Pytorch模型(转移学习)未学习

时间:2019-06-16 05:56:59

标签: python deep-learning pytorch

我正在阅读Pytorch中的转学教程: https://pytorch.org/tutorials/beginner/finetuning_torchvision_models_tutorial.html

我从迁移学习教程中获取了大部分代码,    并进行了一些更改以更频繁地打印出val_acc以适合我的数据集。

尽管原始的迁移学习教程代码有效(Densenet模型正在训练中),但带有更改的我的代码似乎不再起作用。   我不知道为什么。我一直在学习的速度,但没有改变。

 from __future__ import print_function, division

import torch
import torch.nn as nn
import torch.optim as optim
from torch.optim import lr_scheduler
import numpy as np
import torchvision
from torchvision import datasets, models, transforms
import matplotlib.pyplot as plt
import time
import os
import copy




def prepare_dataset_from_folder(data_dir, size, batch_size):
    """prepare datasets into dataloaders
    args
    ------
    data_dir = root_dir holding 'train_dir' and 'val_dir'

    size = size of image

    batch_size = batch_size
    """

    data_transforms = {
        'training': transforms.Compose([
           transforms.Resize((size,size)),
            transforms.ToTensor(),
            transforms.Normalize([0.485, 0.456, 0.406], [0.229, 0.224, 0.225])
        ]),
        'validation': transforms.Compose([
            transforms.Resize((size,size)),
            transforms.ToTensor(),
            transforms.Normalize([0.485, 0.456, 0.406], [0.229, 0.224, 0.225])
        ]),
    }


    image_datasets = {x: datasets.ImageFolder(os.path.join(data_dir, x),
                                              data_transforms[x])
                      for x in ['training', 'validation']}


    dataloaders = {x: torch.utils.data.DataLoader(image_datasets[x], batch_size= batch_size,
                                                 shuffle=True, num_workers=1) #num_workers leads to errors
                  for x in ['training', 'validation']}
    dataset_sizes = {x: len(image_datasets[x]) for x in ['training', 'validation']}
    class_names = image_datasets['training'].classes

    return dataloaders, dataset_sizes, class_names





def train_model(model, criterion, optimizer, scheduler, num_epochs=3, best_acc = 80.0, batch_size = 5):
    since = time.time()
    dataloaders, dataset_sizes, class_names =  prepare_dataset_from_folder(data_dir, size, batch_size)

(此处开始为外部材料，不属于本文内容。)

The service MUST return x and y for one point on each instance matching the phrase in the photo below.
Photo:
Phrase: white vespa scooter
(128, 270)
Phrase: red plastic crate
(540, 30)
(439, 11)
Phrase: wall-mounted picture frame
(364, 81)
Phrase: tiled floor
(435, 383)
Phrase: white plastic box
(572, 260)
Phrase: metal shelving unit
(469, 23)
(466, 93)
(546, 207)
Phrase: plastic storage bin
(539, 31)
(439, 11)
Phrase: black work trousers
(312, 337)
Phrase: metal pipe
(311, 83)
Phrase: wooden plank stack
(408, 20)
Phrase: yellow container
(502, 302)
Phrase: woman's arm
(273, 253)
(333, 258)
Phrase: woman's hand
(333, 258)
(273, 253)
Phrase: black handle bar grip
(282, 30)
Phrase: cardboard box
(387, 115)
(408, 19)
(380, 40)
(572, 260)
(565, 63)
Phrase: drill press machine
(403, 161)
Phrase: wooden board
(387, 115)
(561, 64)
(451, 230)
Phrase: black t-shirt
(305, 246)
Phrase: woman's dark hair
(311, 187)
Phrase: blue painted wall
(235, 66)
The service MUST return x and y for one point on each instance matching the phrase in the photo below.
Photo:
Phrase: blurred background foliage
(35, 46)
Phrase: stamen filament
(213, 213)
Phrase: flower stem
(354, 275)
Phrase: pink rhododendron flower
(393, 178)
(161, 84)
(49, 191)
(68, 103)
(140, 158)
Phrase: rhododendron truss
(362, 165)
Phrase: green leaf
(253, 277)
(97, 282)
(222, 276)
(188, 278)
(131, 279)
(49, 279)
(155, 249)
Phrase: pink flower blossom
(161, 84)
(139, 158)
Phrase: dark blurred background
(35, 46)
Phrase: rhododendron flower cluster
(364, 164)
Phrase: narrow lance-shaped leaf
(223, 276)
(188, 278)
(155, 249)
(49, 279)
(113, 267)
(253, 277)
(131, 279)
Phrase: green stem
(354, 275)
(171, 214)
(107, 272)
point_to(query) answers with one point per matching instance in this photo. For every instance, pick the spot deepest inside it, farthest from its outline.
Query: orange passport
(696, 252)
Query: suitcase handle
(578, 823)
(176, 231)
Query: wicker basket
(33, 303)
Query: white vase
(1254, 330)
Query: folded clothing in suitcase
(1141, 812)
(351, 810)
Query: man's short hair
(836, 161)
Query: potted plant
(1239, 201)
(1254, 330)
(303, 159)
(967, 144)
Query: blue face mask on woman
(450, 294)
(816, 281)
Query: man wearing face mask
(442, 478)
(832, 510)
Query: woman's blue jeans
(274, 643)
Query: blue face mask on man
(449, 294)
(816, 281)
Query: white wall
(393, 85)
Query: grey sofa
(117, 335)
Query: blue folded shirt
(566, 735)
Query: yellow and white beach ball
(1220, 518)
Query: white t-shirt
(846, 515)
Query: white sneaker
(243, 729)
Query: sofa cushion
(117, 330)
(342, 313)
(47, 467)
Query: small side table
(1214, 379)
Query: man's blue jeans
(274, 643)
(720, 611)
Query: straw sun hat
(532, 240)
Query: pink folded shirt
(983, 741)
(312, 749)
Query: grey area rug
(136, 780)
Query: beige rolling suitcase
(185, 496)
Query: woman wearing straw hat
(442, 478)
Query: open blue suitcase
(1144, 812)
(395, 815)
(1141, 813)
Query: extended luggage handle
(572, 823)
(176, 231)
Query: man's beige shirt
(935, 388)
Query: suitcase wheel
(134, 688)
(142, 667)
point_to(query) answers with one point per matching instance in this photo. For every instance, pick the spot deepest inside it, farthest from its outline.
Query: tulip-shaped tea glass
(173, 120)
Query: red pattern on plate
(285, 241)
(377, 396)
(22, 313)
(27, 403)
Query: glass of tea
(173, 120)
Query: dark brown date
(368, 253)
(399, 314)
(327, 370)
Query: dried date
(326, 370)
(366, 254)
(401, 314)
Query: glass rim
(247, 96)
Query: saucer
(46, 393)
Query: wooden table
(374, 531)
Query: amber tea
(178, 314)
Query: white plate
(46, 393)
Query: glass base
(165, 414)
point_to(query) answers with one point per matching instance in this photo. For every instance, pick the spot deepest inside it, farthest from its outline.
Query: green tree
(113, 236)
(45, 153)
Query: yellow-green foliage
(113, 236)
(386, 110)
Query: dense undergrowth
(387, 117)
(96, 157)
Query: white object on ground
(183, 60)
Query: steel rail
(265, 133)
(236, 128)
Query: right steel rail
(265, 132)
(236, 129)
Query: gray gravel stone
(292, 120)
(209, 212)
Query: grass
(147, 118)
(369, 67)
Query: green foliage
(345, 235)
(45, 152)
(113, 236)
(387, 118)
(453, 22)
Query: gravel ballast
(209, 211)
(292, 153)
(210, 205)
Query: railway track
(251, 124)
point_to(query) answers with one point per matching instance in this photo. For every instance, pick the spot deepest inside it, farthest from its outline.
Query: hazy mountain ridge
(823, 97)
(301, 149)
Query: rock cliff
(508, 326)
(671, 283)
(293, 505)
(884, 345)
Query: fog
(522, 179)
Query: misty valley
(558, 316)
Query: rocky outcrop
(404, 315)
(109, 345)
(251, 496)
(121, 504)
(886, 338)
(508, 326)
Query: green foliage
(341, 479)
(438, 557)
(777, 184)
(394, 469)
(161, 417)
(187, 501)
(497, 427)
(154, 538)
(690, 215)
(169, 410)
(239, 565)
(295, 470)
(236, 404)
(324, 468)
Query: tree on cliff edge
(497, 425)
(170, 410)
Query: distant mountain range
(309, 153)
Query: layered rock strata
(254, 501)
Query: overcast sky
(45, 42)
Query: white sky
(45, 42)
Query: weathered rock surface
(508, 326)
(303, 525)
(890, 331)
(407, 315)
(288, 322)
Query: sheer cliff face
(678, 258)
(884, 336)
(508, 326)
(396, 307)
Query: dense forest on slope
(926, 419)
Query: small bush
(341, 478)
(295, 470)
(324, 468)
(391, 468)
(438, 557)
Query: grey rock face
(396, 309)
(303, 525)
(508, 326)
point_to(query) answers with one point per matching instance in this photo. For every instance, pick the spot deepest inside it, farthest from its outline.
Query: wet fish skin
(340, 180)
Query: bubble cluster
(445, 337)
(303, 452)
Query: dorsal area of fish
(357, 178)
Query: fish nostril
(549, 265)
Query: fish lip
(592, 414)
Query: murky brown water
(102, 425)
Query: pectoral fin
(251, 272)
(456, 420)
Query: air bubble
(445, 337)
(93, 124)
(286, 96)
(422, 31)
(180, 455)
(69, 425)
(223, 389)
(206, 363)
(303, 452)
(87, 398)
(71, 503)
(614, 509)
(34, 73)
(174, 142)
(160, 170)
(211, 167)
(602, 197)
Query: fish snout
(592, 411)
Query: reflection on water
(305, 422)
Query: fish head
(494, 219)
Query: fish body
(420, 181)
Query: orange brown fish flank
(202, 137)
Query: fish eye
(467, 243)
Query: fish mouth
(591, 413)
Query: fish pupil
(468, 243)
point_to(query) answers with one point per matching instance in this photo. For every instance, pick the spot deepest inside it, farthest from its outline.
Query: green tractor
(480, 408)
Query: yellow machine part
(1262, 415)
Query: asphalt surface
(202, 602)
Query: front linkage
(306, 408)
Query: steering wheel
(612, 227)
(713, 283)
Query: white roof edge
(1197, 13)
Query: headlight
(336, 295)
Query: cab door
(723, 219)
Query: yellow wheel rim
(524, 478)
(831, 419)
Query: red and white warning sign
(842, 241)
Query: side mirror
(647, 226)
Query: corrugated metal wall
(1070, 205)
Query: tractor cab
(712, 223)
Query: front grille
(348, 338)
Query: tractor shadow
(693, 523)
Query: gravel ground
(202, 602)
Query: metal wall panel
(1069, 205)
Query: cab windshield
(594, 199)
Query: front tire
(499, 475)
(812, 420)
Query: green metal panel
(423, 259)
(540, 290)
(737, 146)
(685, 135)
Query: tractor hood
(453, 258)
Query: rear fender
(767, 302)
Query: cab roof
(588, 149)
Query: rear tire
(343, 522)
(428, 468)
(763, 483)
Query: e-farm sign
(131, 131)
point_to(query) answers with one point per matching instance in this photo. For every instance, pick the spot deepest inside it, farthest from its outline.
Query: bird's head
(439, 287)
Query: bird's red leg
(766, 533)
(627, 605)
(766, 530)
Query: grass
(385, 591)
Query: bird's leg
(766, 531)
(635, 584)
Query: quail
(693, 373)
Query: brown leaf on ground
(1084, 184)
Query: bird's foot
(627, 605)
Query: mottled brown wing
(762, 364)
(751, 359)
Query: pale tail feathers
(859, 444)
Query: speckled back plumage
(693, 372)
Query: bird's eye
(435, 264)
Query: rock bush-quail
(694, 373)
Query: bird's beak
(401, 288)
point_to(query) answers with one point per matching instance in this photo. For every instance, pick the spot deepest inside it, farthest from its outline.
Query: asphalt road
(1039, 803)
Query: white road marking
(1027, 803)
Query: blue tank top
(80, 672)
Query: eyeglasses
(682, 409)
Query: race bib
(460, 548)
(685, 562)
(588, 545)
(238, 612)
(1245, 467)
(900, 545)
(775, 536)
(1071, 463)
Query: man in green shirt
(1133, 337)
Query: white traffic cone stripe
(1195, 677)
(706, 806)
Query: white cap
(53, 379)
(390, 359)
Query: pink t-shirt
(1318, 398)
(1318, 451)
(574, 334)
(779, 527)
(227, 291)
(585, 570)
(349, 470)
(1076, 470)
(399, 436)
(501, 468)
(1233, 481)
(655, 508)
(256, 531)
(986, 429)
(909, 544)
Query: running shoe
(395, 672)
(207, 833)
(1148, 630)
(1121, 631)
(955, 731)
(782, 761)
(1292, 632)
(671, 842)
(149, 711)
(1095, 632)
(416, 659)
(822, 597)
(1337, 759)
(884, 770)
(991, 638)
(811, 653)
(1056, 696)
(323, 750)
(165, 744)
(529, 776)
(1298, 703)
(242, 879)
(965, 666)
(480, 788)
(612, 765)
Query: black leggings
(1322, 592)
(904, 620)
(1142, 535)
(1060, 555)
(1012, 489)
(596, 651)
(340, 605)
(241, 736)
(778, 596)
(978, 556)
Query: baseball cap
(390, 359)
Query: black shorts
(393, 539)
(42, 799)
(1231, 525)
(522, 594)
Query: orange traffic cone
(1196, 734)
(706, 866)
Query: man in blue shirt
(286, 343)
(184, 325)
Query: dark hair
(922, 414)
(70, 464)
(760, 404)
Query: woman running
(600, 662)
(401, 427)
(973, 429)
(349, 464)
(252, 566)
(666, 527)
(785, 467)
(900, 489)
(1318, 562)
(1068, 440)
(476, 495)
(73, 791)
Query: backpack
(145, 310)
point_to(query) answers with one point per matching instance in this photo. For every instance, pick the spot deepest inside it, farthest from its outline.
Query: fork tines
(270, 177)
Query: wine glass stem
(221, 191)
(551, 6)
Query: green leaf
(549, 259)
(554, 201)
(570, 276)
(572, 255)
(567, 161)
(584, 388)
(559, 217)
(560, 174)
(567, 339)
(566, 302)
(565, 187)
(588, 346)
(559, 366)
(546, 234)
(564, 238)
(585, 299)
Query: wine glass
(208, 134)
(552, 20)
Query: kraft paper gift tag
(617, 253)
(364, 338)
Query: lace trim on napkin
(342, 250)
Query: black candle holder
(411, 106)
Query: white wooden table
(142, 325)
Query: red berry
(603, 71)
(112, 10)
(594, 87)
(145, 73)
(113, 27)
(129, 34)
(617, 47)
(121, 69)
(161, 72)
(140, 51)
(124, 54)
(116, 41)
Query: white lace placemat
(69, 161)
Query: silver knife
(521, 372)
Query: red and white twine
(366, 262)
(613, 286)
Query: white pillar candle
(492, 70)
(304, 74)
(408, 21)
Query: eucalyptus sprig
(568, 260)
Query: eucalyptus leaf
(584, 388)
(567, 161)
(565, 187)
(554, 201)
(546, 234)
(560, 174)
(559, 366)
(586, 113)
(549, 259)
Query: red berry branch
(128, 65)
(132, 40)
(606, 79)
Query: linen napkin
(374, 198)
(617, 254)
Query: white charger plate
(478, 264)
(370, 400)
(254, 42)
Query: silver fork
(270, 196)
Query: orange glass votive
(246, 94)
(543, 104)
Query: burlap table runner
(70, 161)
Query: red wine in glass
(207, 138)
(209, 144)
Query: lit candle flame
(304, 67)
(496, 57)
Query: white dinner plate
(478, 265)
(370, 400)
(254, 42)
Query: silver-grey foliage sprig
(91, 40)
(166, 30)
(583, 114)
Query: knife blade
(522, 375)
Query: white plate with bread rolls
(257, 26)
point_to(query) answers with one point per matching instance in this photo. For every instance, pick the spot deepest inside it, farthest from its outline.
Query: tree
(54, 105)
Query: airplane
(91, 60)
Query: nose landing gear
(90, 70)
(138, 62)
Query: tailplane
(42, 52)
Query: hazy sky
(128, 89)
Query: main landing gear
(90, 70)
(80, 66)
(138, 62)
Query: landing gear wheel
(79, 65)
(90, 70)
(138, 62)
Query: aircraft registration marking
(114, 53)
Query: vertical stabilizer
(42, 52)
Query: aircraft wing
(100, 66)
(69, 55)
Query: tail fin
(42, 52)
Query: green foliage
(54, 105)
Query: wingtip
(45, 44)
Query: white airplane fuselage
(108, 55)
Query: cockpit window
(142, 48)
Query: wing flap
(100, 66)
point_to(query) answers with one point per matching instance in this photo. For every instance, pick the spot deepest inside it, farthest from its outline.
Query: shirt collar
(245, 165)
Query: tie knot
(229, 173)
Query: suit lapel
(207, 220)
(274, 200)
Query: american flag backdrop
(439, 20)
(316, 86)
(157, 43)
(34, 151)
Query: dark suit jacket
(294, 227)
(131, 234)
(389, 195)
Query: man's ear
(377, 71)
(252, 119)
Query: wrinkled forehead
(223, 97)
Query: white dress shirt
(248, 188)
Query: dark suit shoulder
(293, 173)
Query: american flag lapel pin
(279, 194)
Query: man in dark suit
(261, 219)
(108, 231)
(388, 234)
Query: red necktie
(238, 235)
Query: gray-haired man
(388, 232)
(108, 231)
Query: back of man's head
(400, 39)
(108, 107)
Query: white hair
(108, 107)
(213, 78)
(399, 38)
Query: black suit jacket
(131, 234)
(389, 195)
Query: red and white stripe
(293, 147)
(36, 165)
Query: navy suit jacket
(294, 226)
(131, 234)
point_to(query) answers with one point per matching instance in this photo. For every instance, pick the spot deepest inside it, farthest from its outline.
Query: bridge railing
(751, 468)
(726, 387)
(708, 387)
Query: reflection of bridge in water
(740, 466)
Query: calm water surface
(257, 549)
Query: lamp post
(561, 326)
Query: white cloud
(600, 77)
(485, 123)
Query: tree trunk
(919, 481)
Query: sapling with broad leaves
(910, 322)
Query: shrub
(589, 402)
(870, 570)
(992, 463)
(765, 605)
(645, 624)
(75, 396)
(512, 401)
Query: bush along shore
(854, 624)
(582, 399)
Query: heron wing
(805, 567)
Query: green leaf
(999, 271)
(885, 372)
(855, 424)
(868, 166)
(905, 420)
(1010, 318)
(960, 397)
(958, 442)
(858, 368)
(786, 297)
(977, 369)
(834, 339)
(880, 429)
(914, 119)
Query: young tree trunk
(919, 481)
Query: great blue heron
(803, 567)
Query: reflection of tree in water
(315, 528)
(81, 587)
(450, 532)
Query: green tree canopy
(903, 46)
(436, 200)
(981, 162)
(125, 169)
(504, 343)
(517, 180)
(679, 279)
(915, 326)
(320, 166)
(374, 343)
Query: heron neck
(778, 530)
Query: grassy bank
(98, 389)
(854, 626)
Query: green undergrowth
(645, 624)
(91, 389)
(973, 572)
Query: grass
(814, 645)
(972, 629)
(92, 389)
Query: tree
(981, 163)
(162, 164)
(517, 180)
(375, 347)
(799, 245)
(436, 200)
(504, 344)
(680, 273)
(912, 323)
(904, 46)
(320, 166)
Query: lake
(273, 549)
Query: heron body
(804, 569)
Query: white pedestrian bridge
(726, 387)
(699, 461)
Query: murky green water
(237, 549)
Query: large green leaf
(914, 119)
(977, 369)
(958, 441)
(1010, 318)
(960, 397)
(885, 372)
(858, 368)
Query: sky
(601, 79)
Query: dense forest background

    for epoch in range(num_epochs):
        print('Epoch {}/{}'.format(epoch, num_epochs - 1))
        print('-' * 10)

        running_loss = 0.0
        running_corrects = 0

        for num, data in enumerate(dataloaders["training"]):

            if num % 100 == 0:
                   val_running_loss = 0.0
                   val_running_corrects = 0
                   model.eval()

                   for val_num, val_data in enumerate(dataloaders["validation"]):
                       inputs, labels = val_data
                       inputs = inputs.to(device)
                       labels = labels.to(device)
                       with torch.set_grad_enabled(False):
                           outputs = model(inputs)
                           _, preds = torch.max(outputs, 1)
                           loss = criterion(outputs, labels)

                       val_running_loss += loss.item() * inputs.size(0)
                       val_running_corrects += torch.sum(preds == labels.data)

                   print(dataset_sizes['validation']) 
                   val_loss = ( val_running_loss/dataset_sizes['validation'])
                   val_acc = (val_running_corrects.double() / dataset_sizes['validation'])#.cpu().numpy()
                   print('val_loss  {:.4f} val_acc: {:.4f}'.format(val_loss, val_acc))
                   if val_acc > best_acc:
                      print("Saving due to high val accuracy")
                      x = datetime.datetime.now()
                      time_stamp_str = str(x).split(' ')[0] + "_" 
                      save_path = os.path.join(SAVE_DIR, f"val_acc_{val_acc}.pt")
                      torch.save(model, save_path)

            scheduler.step()
            model.train()
            inputs, labels = data
            inputs = inputs.to(device)
            labels = labels.to(device)
             #what is this

            optimizer.zero_grad()

            with torch.set_grad_enabled(True):
                    #print(torch.is_grad_enabled())
                    outputs = model(inputs)
                    _, preds = torch.max(outputs, 1)
                    loss = criterion(outputs, labels)
                    loss.backward()
                    optimizer.step()

            running_loss += loss.item() * inputs.size(0)
            running_corrects += torch.sum(preds == labels.data)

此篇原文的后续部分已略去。